I explored six different machine learning techniques for classifying spam and ham emails in this project.
Spam Emails Classification: 6 Approaches to Machine Learning
Logistic Regression
Logistic regression is a simple and widely used classification technique. It models the probability that a given input belongs to a particular class. For the spam classification task, I implemented a logistic regression classifier and achieved a prediction accuracy of 75.76%. This was slightly better than the baseline accuracy of predicting 0 for every email, which yielded 74.47% accuracy. Although logistic regression provided a reasonable starting point, it was clear that more sophisticated models were needed to achieve higher accuracy.

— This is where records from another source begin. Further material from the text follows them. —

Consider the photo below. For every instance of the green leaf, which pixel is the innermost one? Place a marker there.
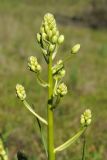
(42, 136)
(70, 141)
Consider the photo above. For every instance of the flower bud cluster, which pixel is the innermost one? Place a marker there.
(49, 33)
(58, 70)
(61, 90)
(3, 154)
(86, 118)
(33, 64)
(20, 92)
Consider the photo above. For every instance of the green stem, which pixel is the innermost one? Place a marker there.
(33, 112)
(51, 154)
(84, 147)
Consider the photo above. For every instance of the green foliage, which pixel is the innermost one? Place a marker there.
(19, 20)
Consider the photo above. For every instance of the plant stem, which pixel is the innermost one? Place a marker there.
(51, 154)
(84, 147)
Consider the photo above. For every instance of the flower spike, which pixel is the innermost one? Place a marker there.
(20, 92)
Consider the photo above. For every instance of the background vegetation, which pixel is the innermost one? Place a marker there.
(86, 75)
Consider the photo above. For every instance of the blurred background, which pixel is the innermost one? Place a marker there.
(81, 21)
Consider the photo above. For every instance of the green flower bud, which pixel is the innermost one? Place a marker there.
(86, 118)
(51, 47)
(54, 39)
(57, 67)
(44, 36)
(20, 92)
(54, 31)
(47, 29)
(38, 37)
(60, 39)
(42, 29)
(58, 70)
(33, 64)
(75, 49)
(3, 154)
(62, 89)
(49, 33)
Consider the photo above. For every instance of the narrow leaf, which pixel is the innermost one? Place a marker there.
(42, 136)
(70, 141)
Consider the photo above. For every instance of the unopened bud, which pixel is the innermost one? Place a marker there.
(20, 92)
(54, 39)
(86, 118)
(75, 49)
(38, 37)
(51, 47)
(61, 39)
(62, 89)
(33, 64)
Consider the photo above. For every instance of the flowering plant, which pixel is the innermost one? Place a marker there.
(49, 40)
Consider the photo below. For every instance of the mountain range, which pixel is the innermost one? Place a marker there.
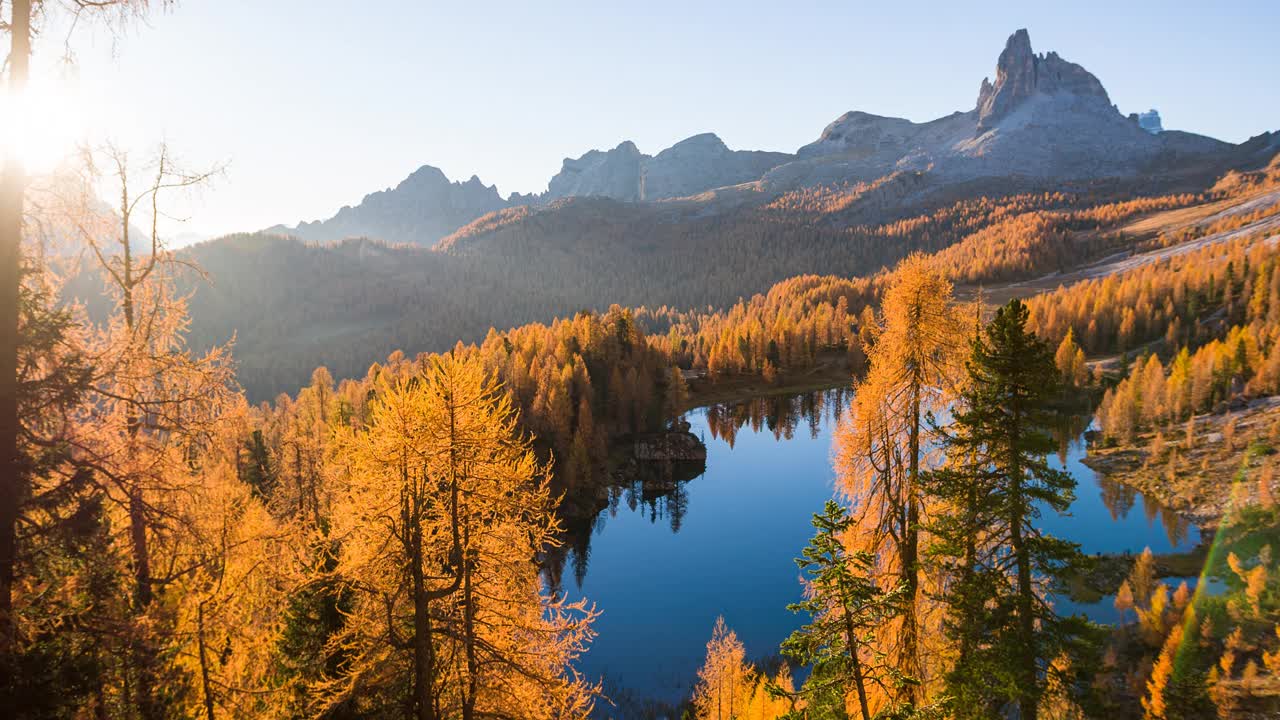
(1042, 118)
(430, 261)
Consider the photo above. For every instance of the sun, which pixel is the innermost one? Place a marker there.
(40, 127)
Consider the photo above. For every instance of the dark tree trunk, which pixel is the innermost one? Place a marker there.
(910, 655)
(12, 196)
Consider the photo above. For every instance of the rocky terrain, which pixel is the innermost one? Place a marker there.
(1043, 121)
(421, 209)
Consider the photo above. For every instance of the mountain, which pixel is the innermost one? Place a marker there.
(421, 209)
(426, 206)
(1043, 117)
(695, 224)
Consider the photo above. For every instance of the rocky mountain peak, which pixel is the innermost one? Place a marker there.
(1020, 74)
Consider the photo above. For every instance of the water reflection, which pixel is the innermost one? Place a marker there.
(671, 547)
(781, 414)
(658, 491)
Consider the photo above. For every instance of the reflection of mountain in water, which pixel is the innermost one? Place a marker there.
(658, 487)
(781, 414)
(1118, 497)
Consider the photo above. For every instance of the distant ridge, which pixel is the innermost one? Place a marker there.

SVMs Using 5-Fold Cross-Validation with a Linear Kernel Model
Support Vector Machines (SVMs) are powerful classifiers that work well with high-dimensional data. I initially used a linear kernel model with 5-fold cross-validation. I observed that using smaller C values and a linear kernel did not yield satisfactory results. To improve performance, I switched to using the radial basis function (rbf) kernel and a larger range of C values. This change significantly improved the accuracy and pushed the model over the Kaggle threshold. The best model achieved a high classification accuracy, making SVMs with cross-validation a robust choice for this task.
LDA (Linear Discriminant Analysis)
Linear Discriminant Analysis (LDA) is a statistical method used to find a linear combination of features that characterizes or separates two or more classes. For the spam classification task, LDA was initially applied, and although it provided reasonable performance, the accuracy values did not meet expectations. The validation error rate for LDA was 0.21013117569595206. By integrating additional features based on observed keywords, email length, and presence of links, the performance of the LDA model improved. Despite these enhancements, LDA did not outperform more advanced techniques like QDA.
QDA (Quadratic Discriminant Analysis)
Quadratic Discriminant Analysis (QDA) extends LDA by modeling each class with its own covariance matrix, allowing for more flexible decision boundaries. I observed an improvement in accuracy over LDA when using QDA. By engineering over 20 additional features and integrating them into the QDA model, I achieved a significant increase in classification accuracy. The validation error rate for QDA was 0.20148384892086328, making it a superior choice compared to LDA. QDA’s ability to capture more complex relationships in the data contributed to its better performance.
Decision Tree
Decision trees are intuitive models that split the data into subsets based on feature values, forming a tree-like structure. For the spam classification task, I experimented with various depths for the decision tree model. Depth 17 yielded the highest validation accuracy of 0.8277, with a training accuracy of 0.8852. Although decision trees provided good performance, they are prone to overfitting, which was evident from the difference between training and validation accuracies.
Random Forest
Random forests are ensembles of decision trees that improve classification performance by averaging the predictions of multiple trees, reducing overfitting. For the spam classification task, random forests showed promising results. The training accuracy was 0.7759, and the validation accuracy was 0.7798. Random forests benefited from their ability to generalize better than single decision trees, leading to more stable and reliable performance across different subsets of the data.
Summary
Each of the six techniques provided unique insights and varying levels of performance for the spam classification task. Logistic regression offered a straightforward baseline, while SVMs with a linear kernel and cross-validation showed the importance of kernel choice and hyperparameter tuning. LDA and QDA demonstrated the impact of feature engineering and the benefits of more flexible models. Decision trees and random forests highlighted the trade-off between model complexity and generalization. By exploring these diverse approaches, I was able to improve classification accuracy and understand the strengths and limitations of each technique.